Wenn ich gefahren werden will, setze ich mich in den Zug.

XRT80
Reply to  Ing. Siggi Weber
1 Monat zuvor

Mit Banane und Tesa hat MB das seit Jahren. ^^ Jederzeit überwachen muss ich beide .

Pano
Reply to  Ing.
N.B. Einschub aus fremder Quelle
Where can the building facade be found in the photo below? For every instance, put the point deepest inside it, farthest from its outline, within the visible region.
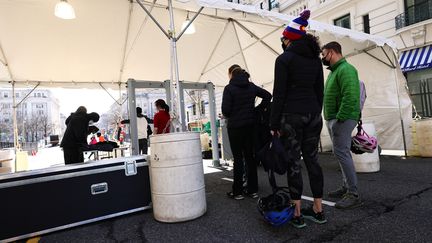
(407, 22)
(38, 115)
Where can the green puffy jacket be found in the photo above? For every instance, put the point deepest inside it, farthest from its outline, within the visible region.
(342, 93)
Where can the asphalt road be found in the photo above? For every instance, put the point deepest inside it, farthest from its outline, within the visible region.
(397, 208)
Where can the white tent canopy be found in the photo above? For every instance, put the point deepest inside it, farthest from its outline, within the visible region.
(113, 40)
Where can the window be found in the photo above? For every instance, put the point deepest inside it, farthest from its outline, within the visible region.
(344, 21)
(366, 22)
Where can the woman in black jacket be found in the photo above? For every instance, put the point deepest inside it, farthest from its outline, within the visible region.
(238, 105)
(75, 136)
(296, 113)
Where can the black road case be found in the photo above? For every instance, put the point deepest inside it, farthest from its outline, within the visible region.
(43, 201)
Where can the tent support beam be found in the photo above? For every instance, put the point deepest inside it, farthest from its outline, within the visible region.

Siggi Weber
1 Monat zuvor

Dann musst du aber erstmal nach Holland ziehen um FSD Supervised nutzen zu können, Jenni 🙂

XRT 78
1 Monat zuvor

Laut Welt und AutoBild: Tesla überholt Mercedes !

dolphins1893
Reply to  XRT 78
1 Monat zuvor

Laut Tagesschau&Spiegel Online: In China fällt ein Sack Reis um.

XRT 78
1 Monat zuvor

Mercedes hat das Pech aber auch echt gepachtet… jetzt hat man Geld in Werke in Ungarn gesteckt… und just ist Ungarn gefallen ! Kriegstreiber-Sozialisten haben gewonnen… da hätte Ola das Werk auch gleich in Deutschland bauen können…

Marco
Reply to  XRT 78
1 Monat zuvor

Leuchtest Du eigentlich im Dunkeln?!?